Sometimes faith is hard.
Sometimes hope wears thin.
Sometimes we don’t reveal
The bowl we are holding is shattered.
Browsing the different timelines, I see anger, frustration, and bravado. I see the noisy go quiet, and I see the quiet sniping. I see people with good hearts growing bitter with the world. I see people hunting for hypocrites, finding faults, and calling out lies. I see people immersing themselves in the problems of the world to distract themselves by day and wrestling with what is suppressed at night.
But what I don’t know is if I am seeing their hearts or if I am seeing my own.

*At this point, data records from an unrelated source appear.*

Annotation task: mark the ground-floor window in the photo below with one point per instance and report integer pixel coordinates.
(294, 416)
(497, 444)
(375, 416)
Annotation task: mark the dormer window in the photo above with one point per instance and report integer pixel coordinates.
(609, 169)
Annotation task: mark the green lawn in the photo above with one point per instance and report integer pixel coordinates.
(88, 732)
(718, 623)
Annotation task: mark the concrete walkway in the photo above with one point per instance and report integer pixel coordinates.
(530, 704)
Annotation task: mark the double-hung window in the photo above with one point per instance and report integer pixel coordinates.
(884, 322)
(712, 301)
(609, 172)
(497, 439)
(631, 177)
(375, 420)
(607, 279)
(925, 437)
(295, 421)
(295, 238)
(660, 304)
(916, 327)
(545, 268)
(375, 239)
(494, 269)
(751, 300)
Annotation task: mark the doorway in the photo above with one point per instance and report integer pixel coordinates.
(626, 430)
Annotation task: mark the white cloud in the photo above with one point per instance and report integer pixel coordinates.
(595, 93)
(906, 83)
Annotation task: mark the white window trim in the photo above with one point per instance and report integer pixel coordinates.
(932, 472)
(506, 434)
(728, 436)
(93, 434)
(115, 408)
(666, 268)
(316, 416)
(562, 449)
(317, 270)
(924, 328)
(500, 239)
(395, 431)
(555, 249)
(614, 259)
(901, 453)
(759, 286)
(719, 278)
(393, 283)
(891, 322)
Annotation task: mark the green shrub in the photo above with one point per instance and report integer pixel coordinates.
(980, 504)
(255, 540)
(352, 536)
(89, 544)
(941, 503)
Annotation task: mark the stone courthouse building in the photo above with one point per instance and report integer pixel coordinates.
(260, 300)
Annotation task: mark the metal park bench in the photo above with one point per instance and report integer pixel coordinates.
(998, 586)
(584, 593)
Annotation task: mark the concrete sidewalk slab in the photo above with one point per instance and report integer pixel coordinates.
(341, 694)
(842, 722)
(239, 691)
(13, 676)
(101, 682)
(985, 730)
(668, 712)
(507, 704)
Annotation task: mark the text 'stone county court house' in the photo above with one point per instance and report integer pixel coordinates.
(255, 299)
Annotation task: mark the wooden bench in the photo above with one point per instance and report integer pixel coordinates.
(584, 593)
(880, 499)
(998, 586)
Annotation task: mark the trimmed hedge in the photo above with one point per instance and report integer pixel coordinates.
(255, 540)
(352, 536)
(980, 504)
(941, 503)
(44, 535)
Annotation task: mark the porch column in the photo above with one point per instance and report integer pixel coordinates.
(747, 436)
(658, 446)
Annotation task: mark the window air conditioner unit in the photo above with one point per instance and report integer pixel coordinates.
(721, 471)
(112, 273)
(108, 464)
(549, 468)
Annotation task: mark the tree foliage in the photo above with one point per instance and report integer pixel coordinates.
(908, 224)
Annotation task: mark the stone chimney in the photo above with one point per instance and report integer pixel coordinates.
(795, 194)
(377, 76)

For some, a question like this may lead to a realization. If that’s how it is for you, then congratulations: Like an alchemist, you’ve discovered an inner path to take your own pain, confusion, or empathetic feelings, and turn them into a hand patting you on the back for your accomplishment — a much more comforting sensation. With practice, perhaps you will recognize the threat to your inner peace as it arises and deal with it with your spells and incantations before your enlightenment shatters.
In time, perhaps you will recognize the teachers who have been showing you this technique all along: There was the Bodhisattva of Wrath who felt her life spinning out of control and came online to fight with authority and bravado, the Hypocrite-Hunting Bodhisattva who was baffled by his inability to provide for his family while more ethically challenged succeed with notoriety, and the others — even the Bodhisattva of Compassion who will find suffering even to the point of creating it, and the Bodhisattva of Equanimity who will press you toward realization without providing comfort. Perhaps you’ll even be as powerful as the one who gave them all their names.
Let’s go back to the moment when we didn’t know whether we were seeing another’s heart or seeing our own. Instead of finding an escape, why not ask: Does it matter if it’s my heart or yours? When any one person suffers, don’t we all?
I’ll continue to write the words until we all understand…
When I first created a blog to help a local zen center, I offered the following as my first post. From September 2009: Zen: Don’t Suffer Alone. It’s first paragraphs?
We all live charmed lives, right up until we don’t. Eventually, we all face personal trials – that is the nature of life itself. Different people deal with them in different ways. It’s really quite natural to feel alone, overwhelmed, even helpless sometimes. It’s natural to believe that no one can understand your grief.
The feelings are real – there is no denying that you feel them – but what is the source of those feelings, and what is the effect of rehashing this internal grief-filled dialog with yourself? What are you not accomplishing while you are dwelling in this dark place?
What is the path out of this suffering?